Takes hit in 1st qtr. from film, TV charge
NEW YORK — New film accounting rules pushed Sony Corp. deeply into the red last quarter as the company took a whopping charge of $968 million in film and TV.
The electronics and media behemoth Wednesday posted a net loss of $841 million for the first quarter of its fiscal year, which started in April.
Among other stipulations, the new accounting rules call for advertising and marketing to be expensed as incurred and require the costs of abandoned development projects to be charged directly to expenses. Aside from the one-time charge, Sony predicted the accounting changes will cause net income to dip by $250 million-$280 million for the full fiscal year.
Without the charge, which Sony reps have stressed is a one-time, non-cash item, Sony’s net income fell 27% for the quarter to $127 million.

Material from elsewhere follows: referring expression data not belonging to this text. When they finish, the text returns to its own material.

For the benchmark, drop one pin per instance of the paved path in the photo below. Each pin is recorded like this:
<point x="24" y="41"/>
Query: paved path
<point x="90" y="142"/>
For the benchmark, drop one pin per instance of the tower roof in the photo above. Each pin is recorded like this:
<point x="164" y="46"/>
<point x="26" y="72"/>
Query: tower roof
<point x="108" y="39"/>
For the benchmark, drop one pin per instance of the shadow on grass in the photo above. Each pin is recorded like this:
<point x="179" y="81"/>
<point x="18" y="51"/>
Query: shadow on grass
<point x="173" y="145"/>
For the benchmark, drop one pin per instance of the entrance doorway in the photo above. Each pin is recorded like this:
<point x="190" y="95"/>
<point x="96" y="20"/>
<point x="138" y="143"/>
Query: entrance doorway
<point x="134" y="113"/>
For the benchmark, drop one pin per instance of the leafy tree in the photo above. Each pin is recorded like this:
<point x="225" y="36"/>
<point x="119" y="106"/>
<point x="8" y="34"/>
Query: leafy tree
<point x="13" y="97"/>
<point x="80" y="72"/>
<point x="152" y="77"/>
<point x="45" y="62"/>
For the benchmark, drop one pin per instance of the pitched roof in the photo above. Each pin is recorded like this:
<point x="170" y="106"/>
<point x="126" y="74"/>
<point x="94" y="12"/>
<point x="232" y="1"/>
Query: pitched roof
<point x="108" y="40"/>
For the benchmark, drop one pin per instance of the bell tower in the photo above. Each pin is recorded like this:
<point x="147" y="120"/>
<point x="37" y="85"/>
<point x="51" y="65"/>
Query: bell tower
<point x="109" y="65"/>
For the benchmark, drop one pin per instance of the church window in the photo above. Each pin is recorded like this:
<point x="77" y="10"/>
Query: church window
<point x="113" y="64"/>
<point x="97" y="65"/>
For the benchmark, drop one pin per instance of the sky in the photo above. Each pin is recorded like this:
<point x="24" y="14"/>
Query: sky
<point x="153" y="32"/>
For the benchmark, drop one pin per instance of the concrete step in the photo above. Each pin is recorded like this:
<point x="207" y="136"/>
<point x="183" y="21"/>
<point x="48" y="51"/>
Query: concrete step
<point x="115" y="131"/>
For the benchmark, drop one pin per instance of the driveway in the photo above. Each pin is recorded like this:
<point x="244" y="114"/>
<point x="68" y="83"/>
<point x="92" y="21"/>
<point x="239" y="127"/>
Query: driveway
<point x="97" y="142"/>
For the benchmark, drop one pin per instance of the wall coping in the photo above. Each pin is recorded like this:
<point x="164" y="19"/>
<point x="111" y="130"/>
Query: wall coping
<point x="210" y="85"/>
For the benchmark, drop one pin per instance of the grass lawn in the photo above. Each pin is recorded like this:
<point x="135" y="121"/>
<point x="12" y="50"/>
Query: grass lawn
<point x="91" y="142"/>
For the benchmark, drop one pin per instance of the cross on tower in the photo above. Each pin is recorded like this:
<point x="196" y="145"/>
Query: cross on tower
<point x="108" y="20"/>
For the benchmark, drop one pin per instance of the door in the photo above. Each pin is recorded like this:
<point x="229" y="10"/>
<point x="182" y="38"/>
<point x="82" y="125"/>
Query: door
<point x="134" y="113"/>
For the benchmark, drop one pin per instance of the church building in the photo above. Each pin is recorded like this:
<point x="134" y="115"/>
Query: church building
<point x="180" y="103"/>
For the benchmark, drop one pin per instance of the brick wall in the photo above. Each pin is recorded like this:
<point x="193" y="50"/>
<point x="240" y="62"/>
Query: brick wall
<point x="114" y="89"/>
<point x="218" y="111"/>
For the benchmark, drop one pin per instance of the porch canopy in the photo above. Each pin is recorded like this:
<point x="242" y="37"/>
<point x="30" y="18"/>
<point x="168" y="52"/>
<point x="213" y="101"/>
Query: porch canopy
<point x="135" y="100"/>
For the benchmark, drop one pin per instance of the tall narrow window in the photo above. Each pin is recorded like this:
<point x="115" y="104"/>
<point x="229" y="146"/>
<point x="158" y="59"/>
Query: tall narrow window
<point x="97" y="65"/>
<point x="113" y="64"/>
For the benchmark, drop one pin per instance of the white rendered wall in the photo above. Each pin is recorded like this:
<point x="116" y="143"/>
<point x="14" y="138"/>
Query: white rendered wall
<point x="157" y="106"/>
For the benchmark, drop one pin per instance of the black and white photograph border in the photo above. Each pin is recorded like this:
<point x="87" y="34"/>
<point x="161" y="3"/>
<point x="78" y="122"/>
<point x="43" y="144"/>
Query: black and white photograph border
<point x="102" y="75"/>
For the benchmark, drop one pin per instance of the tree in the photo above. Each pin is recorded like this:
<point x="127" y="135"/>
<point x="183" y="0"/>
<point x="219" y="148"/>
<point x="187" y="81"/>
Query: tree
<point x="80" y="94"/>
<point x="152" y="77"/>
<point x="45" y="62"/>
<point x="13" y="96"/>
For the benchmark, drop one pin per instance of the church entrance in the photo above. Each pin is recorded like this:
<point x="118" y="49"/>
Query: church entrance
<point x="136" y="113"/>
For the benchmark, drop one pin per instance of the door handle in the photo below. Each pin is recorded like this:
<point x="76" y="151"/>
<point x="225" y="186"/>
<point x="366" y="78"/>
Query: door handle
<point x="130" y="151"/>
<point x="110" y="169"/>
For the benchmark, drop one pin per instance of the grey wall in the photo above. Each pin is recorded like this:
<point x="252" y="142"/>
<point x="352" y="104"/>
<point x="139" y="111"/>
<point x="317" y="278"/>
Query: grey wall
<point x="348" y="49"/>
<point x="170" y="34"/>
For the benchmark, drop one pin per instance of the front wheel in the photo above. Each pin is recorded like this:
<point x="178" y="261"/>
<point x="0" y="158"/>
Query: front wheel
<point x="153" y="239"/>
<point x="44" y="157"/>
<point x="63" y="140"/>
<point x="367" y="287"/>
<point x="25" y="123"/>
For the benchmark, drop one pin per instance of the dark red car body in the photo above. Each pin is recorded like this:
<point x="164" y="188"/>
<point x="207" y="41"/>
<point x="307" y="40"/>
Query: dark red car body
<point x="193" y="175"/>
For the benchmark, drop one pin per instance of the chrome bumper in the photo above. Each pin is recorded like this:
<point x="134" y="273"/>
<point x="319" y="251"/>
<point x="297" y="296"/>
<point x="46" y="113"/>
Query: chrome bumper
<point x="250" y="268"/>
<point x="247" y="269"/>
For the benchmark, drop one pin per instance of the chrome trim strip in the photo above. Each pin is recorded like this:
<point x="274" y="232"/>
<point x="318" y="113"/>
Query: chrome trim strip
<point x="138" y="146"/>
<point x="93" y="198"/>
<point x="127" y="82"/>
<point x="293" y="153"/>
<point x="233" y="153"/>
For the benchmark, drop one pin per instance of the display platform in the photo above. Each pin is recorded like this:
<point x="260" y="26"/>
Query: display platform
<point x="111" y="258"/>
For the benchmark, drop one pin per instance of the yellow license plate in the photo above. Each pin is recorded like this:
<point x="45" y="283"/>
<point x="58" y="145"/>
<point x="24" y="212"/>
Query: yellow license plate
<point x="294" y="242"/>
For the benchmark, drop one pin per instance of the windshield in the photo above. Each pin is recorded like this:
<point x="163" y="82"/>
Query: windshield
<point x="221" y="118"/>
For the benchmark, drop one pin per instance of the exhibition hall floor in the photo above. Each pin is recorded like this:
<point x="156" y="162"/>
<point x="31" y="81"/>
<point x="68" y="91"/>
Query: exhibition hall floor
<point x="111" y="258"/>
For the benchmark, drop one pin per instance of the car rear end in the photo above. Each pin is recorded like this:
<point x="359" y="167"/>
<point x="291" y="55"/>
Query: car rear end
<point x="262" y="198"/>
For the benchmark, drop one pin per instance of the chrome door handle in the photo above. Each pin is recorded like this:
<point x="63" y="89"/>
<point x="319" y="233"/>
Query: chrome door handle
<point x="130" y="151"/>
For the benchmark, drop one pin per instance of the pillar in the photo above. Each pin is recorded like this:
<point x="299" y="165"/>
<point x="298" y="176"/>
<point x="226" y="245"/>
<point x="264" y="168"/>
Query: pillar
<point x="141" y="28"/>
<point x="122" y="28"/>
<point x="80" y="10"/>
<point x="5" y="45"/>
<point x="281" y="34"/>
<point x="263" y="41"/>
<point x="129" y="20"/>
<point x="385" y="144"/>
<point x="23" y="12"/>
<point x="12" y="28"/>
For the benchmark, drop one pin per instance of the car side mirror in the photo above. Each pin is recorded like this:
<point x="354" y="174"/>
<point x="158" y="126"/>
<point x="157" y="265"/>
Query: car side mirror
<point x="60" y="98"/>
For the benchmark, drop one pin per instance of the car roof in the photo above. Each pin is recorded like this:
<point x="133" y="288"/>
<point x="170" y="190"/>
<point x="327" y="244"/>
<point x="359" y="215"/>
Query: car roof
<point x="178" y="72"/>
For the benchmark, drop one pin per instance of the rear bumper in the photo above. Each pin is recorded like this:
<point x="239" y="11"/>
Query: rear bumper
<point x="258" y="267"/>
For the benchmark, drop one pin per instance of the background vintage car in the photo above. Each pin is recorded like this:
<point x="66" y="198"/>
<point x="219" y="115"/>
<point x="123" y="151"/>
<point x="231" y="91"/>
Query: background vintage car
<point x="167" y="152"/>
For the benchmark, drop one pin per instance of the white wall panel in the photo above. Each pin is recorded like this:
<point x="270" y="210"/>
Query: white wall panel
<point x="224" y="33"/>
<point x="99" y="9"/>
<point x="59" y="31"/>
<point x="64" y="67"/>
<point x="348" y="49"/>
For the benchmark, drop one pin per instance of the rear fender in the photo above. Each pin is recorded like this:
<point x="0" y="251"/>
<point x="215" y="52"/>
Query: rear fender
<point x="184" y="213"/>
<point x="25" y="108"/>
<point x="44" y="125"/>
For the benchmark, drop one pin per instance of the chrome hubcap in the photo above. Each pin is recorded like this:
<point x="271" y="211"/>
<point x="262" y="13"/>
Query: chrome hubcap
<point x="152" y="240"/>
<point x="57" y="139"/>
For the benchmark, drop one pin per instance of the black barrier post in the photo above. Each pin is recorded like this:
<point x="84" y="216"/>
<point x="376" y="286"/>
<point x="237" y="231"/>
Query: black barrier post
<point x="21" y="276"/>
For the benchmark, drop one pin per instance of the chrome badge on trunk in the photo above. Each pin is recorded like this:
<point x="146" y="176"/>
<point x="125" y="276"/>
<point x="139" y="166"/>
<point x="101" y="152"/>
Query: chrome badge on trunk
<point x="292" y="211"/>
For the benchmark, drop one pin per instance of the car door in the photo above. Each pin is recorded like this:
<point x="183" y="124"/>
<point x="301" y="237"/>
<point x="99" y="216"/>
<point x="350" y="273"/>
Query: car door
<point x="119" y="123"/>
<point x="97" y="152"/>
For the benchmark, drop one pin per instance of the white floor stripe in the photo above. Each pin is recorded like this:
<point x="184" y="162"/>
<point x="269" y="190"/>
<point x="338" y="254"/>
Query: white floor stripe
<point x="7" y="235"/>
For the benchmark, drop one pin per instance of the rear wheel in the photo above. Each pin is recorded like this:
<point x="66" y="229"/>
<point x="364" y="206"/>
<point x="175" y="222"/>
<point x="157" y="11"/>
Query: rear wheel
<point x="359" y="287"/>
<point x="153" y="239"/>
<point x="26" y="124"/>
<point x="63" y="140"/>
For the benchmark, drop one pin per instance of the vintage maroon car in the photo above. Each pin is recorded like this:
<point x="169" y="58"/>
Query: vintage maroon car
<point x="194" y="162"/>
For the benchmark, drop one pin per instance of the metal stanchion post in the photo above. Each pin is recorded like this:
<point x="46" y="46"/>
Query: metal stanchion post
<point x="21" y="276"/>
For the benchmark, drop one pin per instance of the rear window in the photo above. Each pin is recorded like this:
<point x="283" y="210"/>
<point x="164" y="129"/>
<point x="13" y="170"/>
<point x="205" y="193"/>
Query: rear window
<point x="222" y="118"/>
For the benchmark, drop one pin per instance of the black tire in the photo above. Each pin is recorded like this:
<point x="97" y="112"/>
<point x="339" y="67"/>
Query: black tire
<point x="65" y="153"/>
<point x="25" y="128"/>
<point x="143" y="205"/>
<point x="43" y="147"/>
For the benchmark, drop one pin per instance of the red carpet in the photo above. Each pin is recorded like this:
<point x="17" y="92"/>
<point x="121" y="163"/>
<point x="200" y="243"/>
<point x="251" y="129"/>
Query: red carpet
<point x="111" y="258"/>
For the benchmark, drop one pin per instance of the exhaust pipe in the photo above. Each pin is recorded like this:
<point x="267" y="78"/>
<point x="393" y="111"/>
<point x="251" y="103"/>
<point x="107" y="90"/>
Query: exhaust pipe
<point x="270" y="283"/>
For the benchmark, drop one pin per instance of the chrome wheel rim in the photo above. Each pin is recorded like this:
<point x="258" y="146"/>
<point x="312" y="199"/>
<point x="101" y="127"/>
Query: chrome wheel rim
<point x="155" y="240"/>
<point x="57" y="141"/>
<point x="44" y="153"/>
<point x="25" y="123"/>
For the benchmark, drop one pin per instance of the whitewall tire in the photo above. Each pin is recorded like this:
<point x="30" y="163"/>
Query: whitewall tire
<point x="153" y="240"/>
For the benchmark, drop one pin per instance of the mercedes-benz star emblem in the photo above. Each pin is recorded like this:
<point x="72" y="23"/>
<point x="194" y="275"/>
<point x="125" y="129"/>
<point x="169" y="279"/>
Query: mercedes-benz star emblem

Revenue rose 5.4% to nearly $15 billion.
The brightest spot was provided by Sony’s biggest business, electronics, which saw revenue rise 12% to $11.2 billion and operating profit more than triple to $526 million. In a speech in Tokyo on Wednesday, Sony Corp. of America chairman Howard Stringer described Sony as an electronics, manufacturing and technology giant distinguished “from the pack” by its entertainment content.
Newly created Sony Broadband Entertainment in the U.S. will look to marry that content with developing broadband and digital technology. Sony also is seeking hardware and software alliances both inside and outside the company, he said.
Content, as represented by Sony Pictures, saw revenue rise 6.7% to $1 billion. The unit swung to an operating loss of $53 million from a profit the year earlier due to the accounting changes (which Sony said knocked $60 million off operating income) and to exchange rate issues that have tended to dampen results at all of Sony’s businesses in recent quarters.
In addition, motion pictures took losses on first-quarter releases including “I Dreamed of Africa” and “Running Free.”
Sony Pictures Entertainment “has not had its best year this year on the motion-picture side, (but) it has been a well-managed and strategic year,” Stringer said.
As sequels to “Men in Black” and Stuart Little” go into production, Stringer added, “We will soon begin to see the results of Sony Pictures’ strategy to create long-term franchises and appealing characters that can generate ancillary revenue.”
Stringer said the return of Mel Harris and a recent distribution deal with former Walt Disney Studio chief Joe Roth’s Revolution Studios “are real coups for Sony.”
“We are developing a new team at both music and pictures to advance our new media mission and have seasoned veterans — people like Mel, Joe, John Calley and Tommy Mottola — to lead them,” Stringer added.
Mottola runs Sony Music, which had a disappointing quarter, swinging to an operating loss of $47 million. Revenue fell 23% to $1.2 billion. Sony cited the timing of new releases and softness in a number of international markets. Parts of Europe and South America were down and Asia remained weak.
Top sellers during the period included Pearl Jam’s “Binaural,” Destiny’s Child’s “The Writing on the Wall” and Cypress Hill’s “Skull and Bones.” During the quarter, Sony said it was the first to make commercial downloads available over the Internet.